After he was terminated, Benton filed suit along with Christopher Clifford, former department program coordinator, and Susan Rice, former department administrative assistant, whose jobs were also eliminated. The lawsuit alleges that McCauley singled out Benton for abuse and interfered with his management of the department. The lawsuit alleged that trio experienced a “hostile, intimidating and abusive environment” and illegal retaliation for resisting what it describes as improper actions by McCauley. Prior to filing the lawsuit, Benton and Clifford both filed tort claims, typically precursors to a lawsuit, seeking $2 million each in damages and attorney’s fees. Rice filed a claim for $1 million.
Their first attorney, Portland lawyer Thomas Boothe left the case in March for unclear reasons. The trio is now represented by the Seattle-based law firm Frey Buck.
On Thursday, Benton’s new counsel filed an amended complaint in Clark County Superior Court. The amended complaint makes the same factual allegations and new legal claims.
In 2014, Clark County voters passed a home rule charter that granted expansive executive powers to a county manager, including the ability to reorganize county government. The amended complaint argues that the county failed to follow its own resolutions, ordinances and home rule charter when McCauley dissolved the department.

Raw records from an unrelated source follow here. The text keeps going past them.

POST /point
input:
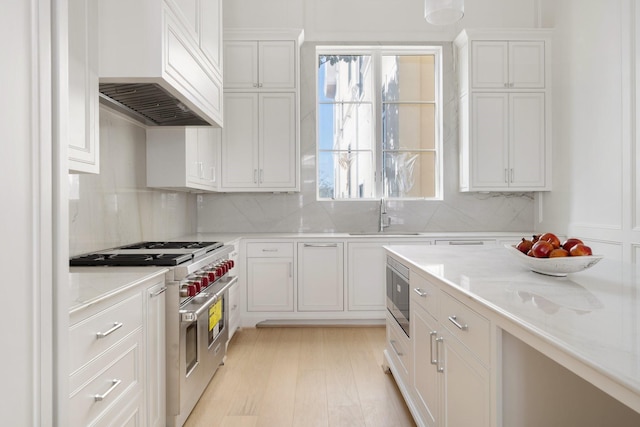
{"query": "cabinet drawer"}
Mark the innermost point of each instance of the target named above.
(473, 330)
(424, 293)
(111, 378)
(399, 347)
(270, 249)
(93, 335)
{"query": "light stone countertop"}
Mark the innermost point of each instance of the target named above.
(90, 285)
(592, 316)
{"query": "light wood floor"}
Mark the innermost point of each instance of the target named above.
(303, 377)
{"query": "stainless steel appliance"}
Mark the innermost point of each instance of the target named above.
(197, 315)
(398, 293)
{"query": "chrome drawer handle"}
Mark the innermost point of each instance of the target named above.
(454, 320)
(420, 292)
(116, 326)
(439, 368)
(114, 383)
(393, 345)
(434, 361)
(160, 291)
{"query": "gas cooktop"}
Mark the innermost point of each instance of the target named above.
(147, 254)
(129, 260)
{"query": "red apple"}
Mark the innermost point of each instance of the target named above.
(558, 252)
(551, 238)
(524, 246)
(541, 249)
(571, 242)
(580, 250)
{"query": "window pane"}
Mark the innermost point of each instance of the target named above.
(345, 174)
(344, 78)
(408, 126)
(408, 78)
(345, 126)
(410, 174)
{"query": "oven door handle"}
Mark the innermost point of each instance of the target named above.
(190, 316)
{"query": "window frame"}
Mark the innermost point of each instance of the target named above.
(376, 53)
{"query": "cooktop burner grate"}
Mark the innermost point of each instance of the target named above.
(129, 260)
(173, 245)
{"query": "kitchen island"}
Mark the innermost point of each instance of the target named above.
(556, 350)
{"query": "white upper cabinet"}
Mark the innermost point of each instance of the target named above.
(175, 44)
(269, 64)
(508, 65)
(84, 128)
(183, 158)
(260, 139)
(505, 110)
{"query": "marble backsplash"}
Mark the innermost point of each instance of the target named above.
(115, 207)
(301, 212)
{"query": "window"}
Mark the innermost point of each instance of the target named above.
(379, 113)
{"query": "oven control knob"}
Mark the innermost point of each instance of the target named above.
(188, 316)
(191, 290)
(204, 280)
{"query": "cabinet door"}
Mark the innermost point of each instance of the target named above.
(320, 277)
(211, 32)
(489, 140)
(84, 130)
(526, 65)
(276, 65)
(192, 159)
(366, 264)
(527, 140)
(269, 284)
(427, 379)
(240, 141)
(467, 391)
(156, 348)
(240, 65)
(207, 156)
(490, 65)
(277, 140)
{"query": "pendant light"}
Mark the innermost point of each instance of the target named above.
(443, 12)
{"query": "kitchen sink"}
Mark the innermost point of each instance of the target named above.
(384, 233)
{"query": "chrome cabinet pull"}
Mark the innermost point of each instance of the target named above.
(393, 346)
(420, 292)
(434, 361)
(116, 326)
(454, 320)
(155, 294)
(114, 383)
(439, 367)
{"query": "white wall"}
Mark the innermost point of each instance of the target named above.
(594, 195)
(373, 20)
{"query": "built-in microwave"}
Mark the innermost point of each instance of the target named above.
(398, 293)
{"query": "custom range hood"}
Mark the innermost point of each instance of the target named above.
(155, 66)
(149, 103)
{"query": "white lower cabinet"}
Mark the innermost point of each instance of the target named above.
(447, 379)
(270, 276)
(366, 276)
(155, 301)
(320, 276)
(466, 391)
(117, 368)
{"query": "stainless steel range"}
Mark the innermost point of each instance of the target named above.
(196, 311)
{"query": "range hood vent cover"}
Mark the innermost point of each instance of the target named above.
(149, 103)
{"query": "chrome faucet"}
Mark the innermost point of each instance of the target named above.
(385, 221)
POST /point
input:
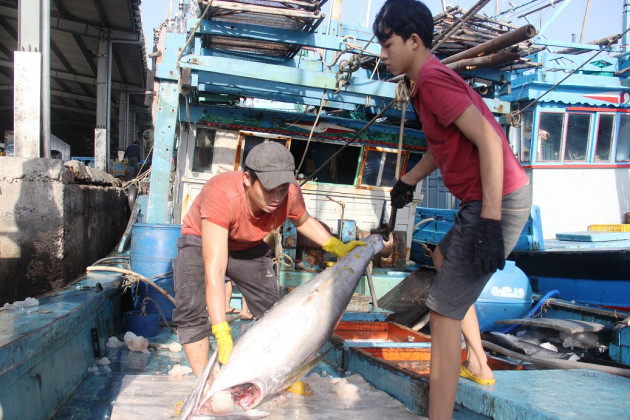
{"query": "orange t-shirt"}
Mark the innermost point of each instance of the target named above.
(223, 202)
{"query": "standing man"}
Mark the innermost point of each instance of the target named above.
(478, 167)
(222, 234)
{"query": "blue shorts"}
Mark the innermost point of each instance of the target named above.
(457, 286)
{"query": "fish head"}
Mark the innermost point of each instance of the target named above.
(217, 393)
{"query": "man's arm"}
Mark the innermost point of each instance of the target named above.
(312, 229)
(479, 131)
(214, 240)
(421, 170)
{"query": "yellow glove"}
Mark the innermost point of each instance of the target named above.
(338, 248)
(224, 341)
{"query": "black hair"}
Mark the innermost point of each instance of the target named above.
(252, 174)
(404, 18)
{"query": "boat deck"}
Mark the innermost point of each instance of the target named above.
(49, 348)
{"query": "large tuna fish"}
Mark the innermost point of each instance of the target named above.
(283, 345)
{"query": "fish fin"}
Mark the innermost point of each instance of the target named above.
(192, 401)
(249, 414)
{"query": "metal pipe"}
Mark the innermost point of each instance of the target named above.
(487, 61)
(508, 39)
(45, 86)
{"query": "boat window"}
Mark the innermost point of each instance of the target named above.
(604, 137)
(526, 135)
(247, 141)
(578, 136)
(204, 149)
(623, 142)
(549, 136)
(342, 169)
(378, 168)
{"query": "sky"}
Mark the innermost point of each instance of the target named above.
(604, 16)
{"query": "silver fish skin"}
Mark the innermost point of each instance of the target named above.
(283, 345)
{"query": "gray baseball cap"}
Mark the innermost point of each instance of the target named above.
(273, 164)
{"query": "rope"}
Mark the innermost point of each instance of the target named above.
(134, 277)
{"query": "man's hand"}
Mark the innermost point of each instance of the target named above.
(401, 194)
(338, 248)
(224, 341)
(488, 246)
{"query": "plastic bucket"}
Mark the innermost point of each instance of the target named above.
(153, 248)
(146, 290)
(507, 295)
(138, 323)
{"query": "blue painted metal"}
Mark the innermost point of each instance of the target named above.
(153, 248)
(45, 350)
(593, 236)
(163, 150)
(157, 303)
(141, 323)
(610, 292)
(283, 75)
(548, 394)
(431, 232)
(619, 349)
(279, 122)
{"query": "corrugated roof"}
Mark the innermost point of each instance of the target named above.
(75, 27)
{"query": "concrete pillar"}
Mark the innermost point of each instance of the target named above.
(27, 71)
(45, 103)
(101, 130)
(123, 119)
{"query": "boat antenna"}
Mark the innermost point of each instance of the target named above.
(608, 43)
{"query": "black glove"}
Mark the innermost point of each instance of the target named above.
(488, 246)
(401, 194)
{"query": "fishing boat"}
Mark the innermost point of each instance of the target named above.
(229, 77)
(568, 129)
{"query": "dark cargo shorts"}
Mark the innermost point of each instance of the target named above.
(251, 270)
(457, 286)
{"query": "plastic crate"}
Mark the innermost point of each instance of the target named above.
(610, 228)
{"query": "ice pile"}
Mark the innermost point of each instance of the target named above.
(136, 342)
(22, 303)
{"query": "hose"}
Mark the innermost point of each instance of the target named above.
(533, 311)
(138, 277)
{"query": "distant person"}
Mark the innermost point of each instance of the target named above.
(133, 157)
(471, 151)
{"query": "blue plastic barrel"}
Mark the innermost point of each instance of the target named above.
(507, 295)
(153, 248)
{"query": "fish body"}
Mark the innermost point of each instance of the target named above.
(283, 345)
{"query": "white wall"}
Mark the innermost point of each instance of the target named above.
(572, 199)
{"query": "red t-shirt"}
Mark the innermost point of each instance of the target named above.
(222, 201)
(440, 96)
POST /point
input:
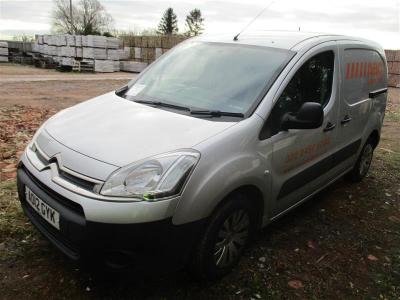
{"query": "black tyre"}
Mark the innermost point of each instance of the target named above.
(363, 163)
(224, 239)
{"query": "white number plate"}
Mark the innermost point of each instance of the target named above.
(44, 210)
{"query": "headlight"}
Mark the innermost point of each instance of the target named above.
(159, 177)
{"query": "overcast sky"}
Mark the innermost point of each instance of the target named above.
(378, 20)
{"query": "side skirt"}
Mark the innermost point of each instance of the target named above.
(267, 221)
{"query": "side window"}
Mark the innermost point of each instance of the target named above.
(364, 71)
(311, 83)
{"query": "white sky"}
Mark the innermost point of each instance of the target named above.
(378, 20)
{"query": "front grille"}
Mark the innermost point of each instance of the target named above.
(57, 197)
(85, 184)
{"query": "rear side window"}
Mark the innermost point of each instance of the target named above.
(363, 71)
(311, 83)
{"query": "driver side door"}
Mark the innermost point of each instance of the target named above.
(302, 159)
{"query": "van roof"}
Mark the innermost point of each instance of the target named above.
(290, 40)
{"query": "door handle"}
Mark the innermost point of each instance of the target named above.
(329, 127)
(346, 119)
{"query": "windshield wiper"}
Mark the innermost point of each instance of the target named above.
(216, 113)
(163, 104)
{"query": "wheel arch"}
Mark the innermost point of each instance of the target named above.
(252, 193)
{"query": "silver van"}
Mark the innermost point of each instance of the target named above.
(216, 139)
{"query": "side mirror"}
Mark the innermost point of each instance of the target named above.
(310, 115)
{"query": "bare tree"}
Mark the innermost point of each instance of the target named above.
(88, 17)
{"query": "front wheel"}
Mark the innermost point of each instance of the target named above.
(224, 239)
(363, 163)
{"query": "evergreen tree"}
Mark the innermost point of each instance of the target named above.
(194, 23)
(168, 23)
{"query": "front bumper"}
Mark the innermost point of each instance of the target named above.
(144, 245)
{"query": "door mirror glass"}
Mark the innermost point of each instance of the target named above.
(310, 115)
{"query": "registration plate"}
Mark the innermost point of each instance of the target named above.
(42, 208)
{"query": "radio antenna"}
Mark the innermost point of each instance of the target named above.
(236, 37)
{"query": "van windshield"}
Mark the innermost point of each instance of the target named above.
(211, 76)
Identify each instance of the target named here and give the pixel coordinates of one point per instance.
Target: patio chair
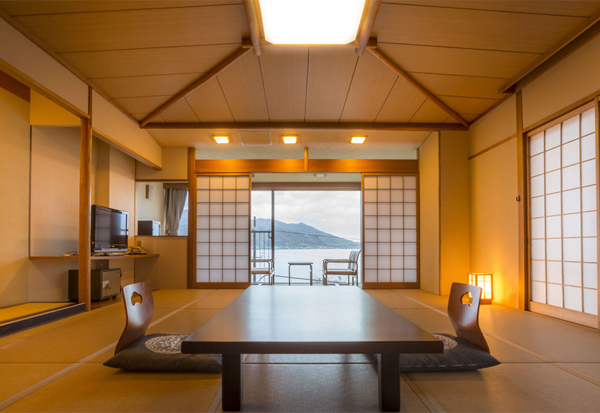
(350, 269)
(263, 270)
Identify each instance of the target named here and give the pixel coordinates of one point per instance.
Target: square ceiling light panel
(311, 21)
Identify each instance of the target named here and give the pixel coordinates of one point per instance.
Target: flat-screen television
(109, 230)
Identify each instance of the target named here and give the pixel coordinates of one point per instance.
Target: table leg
(232, 382)
(389, 382)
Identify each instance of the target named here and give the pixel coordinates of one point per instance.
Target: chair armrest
(326, 262)
(269, 261)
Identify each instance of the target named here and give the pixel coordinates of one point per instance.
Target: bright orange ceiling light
(311, 21)
(221, 139)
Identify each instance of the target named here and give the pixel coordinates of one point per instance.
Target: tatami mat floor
(547, 365)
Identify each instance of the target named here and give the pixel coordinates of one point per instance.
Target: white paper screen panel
(390, 229)
(563, 215)
(223, 225)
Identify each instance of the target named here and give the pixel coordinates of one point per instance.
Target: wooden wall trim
(577, 109)
(315, 165)
(39, 43)
(494, 146)
(15, 87)
(42, 90)
(252, 9)
(406, 127)
(388, 62)
(309, 186)
(583, 34)
(192, 218)
(597, 110)
(385, 286)
(123, 148)
(232, 58)
(522, 178)
(222, 286)
(366, 27)
(589, 320)
(85, 208)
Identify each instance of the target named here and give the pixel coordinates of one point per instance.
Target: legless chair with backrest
(139, 309)
(463, 311)
(468, 350)
(137, 351)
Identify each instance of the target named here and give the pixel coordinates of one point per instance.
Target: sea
(301, 274)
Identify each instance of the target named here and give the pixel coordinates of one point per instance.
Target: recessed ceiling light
(221, 139)
(311, 21)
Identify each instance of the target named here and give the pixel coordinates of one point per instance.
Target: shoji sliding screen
(223, 230)
(390, 231)
(563, 221)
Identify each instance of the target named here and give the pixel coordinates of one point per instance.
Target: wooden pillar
(192, 206)
(523, 213)
(597, 109)
(85, 207)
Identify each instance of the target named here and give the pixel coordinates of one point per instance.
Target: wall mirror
(162, 209)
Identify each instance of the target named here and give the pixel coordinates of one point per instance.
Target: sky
(335, 212)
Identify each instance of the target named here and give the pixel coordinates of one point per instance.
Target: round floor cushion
(162, 352)
(458, 355)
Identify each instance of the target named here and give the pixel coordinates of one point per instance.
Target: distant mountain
(302, 236)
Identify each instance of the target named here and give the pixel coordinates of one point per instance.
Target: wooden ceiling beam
(254, 24)
(232, 58)
(313, 126)
(383, 58)
(364, 34)
(583, 34)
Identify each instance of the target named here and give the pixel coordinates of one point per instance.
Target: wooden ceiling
(141, 53)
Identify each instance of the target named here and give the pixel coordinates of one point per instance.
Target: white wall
(14, 206)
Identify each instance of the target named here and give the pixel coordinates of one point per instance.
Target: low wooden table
(305, 320)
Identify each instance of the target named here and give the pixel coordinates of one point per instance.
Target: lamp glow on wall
(485, 282)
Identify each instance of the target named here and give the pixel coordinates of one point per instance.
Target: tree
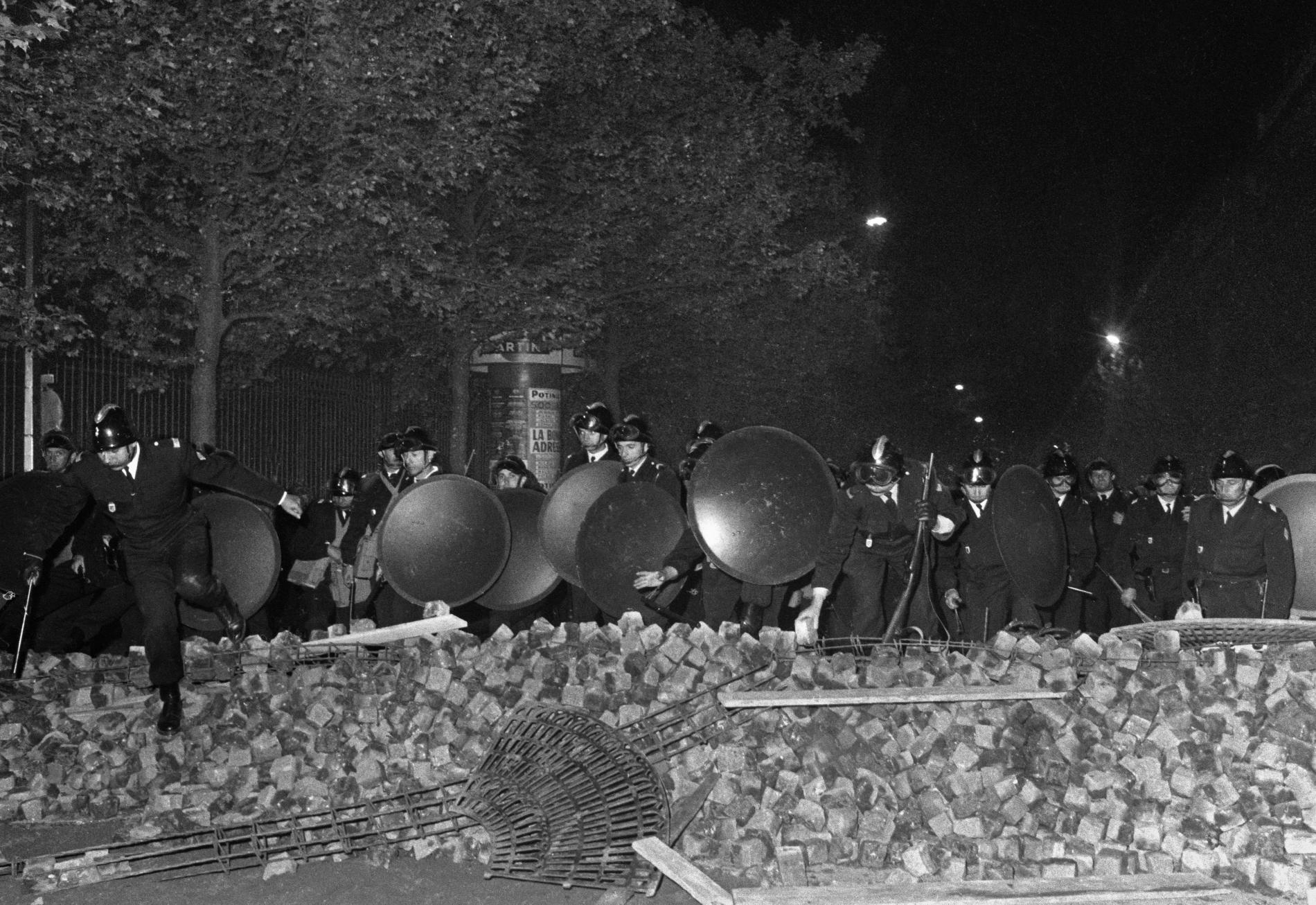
(232, 170)
(657, 169)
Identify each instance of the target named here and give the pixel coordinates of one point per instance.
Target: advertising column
(526, 403)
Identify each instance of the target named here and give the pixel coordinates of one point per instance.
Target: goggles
(583, 422)
(874, 473)
(627, 434)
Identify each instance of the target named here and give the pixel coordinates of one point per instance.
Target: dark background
(1035, 159)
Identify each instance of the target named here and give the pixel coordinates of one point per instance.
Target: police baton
(1143, 615)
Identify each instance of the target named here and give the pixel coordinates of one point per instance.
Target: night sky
(1032, 159)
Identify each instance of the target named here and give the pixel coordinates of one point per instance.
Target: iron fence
(296, 428)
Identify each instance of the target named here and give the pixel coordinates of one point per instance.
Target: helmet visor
(875, 473)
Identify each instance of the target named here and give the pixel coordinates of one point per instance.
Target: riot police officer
(1238, 554)
(144, 489)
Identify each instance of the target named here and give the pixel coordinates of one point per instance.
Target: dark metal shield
(1295, 495)
(632, 527)
(445, 539)
(36, 509)
(760, 504)
(528, 576)
(244, 555)
(564, 513)
(1031, 534)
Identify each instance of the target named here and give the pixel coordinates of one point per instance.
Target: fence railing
(296, 428)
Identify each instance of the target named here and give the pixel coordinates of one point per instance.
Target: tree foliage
(396, 184)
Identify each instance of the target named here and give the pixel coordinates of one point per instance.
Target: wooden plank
(994, 892)
(690, 878)
(393, 633)
(832, 697)
(85, 714)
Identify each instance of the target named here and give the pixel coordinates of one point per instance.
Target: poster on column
(544, 415)
(511, 428)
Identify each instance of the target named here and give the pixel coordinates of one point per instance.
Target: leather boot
(171, 712)
(235, 624)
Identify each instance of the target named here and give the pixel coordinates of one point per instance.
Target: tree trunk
(611, 372)
(210, 336)
(460, 396)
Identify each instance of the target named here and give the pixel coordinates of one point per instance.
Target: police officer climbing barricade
(1238, 555)
(359, 547)
(760, 501)
(634, 547)
(326, 583)
(1069, 614)
(871, 542)
(144, 489)
(1148, 565)
(975, 584)
(1110, 505)
(82, 592)
(592, 427)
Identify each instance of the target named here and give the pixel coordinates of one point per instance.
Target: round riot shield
(244, 555)
(528, 576)
(445, 539)
(1031, 534)
(1295, 495)
(36, 509)
(632, 527)
(760, 504)
(564, 513)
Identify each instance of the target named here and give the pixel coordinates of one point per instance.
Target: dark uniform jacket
(153, 507)
(1078, 532)
(862, 526)
(972, 550)
(1150, 536)
(373, 497)
(579, 457)
(1107, 516)
(316, 531)
(1254, 545)
(650, 471)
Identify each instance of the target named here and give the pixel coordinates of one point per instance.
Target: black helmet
(1060, 463)
(704, 434)
(632, 428)
(513, 464)
(57, 439)
(114, 430)
(1099, 466)
(346, 482)
(694, 452)
(596, 418)
(883, 466)
(978, 469)
(1171, 466)
(1231, 466)
(415, 438)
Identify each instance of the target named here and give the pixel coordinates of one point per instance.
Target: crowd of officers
(1130, 554)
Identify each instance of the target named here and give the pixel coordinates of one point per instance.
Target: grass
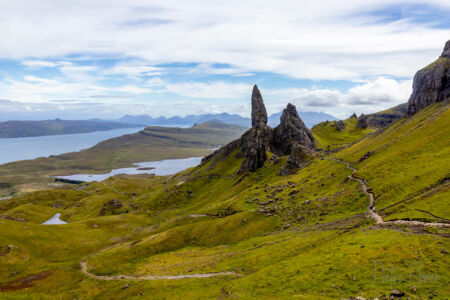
(410, 159)
(328, 137)
(151, 144)
(302, 236)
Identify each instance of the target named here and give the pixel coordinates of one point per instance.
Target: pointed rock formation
(298, 158)
(259, 114)
(291, 131)
(446, 52)
(431, 84)
(255, 142)
(362, 121)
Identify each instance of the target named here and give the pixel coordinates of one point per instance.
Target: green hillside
(14, 129)
(302, 236)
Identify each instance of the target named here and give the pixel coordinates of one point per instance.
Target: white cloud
(381, 91)
(43, 63)
(134, 69)
(299, 39)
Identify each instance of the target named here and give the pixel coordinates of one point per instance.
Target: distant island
(15, 129)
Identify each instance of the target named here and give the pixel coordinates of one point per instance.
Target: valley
(351, 209)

“The county, by and through Mark McCauley, violated public policy when it terminated plaintiffs by unilaterally dissolving a county department that was approved and budgeted by the Board of County Councilors for the 2016 fiscal year,” reads the amended complaint.
The amended complaint further argues that Rice and Clifford had “property interests in their employment” and were denied due process by McCauley’s decision to dissolve the department.
The amended complaint also argues that the county violated the First Amendment rights of both Clifford and Rice by firing them after making statements of “public concern.” Specifically, the complaint references reports Rice and Clifford made to supervisors and county councilors of McCauley’s allegedly “intimidating behavior.”
The complaint also references an email Clifford wrote to then-county Councilor David Madore “providing information regarding a complaint of racial discrimination.” The complaint of racial discrimination is likely a reference to allegations that Madore targeted Community Planning Director Oliver Orjiako because of his national origin. The allegations were determined to be unfounded by an outside investigator.
“Clifford and Rice’s constitutionally protected statements were a ‘substantial’ or ‘motivational’ factor in the county’s decision to terminate their positions,” reads the complaint.
Additionally, the amended complaint argues that the county discriminated and retaliated against Rice on the basis of her age and for participating in a whistle-blower claim.
Benton’s legal counsel declined to comment for this story.
“The County continues to maintain there is no merit to plaintiffs’ claims,” said Chief Civil Deputy Prosecutor Emily Sheldrick in an email.
Court filings show that counsel for the county, Seattle law firm Patterson Buchanan Fobes & Leitch, objected to the filing of the amended complaint and questioned its legal basis. The county’s attorneys also objected on grounds that they had already taken depositions from Clifford and Rice in June 2019.
“Plaintiffs appear to have realized, two-and-a-half years later, that their original counsel did not plead every claim under the sun,” reads the filing from the county. “Perhaps this was for good reason, as the facts in the original complaint do not support the amended claims, and plaintiffs have not discovered any new facts to support the amended claims.”
A trial date was originally set for this month but court filings show it has been reset to April 20, 2020.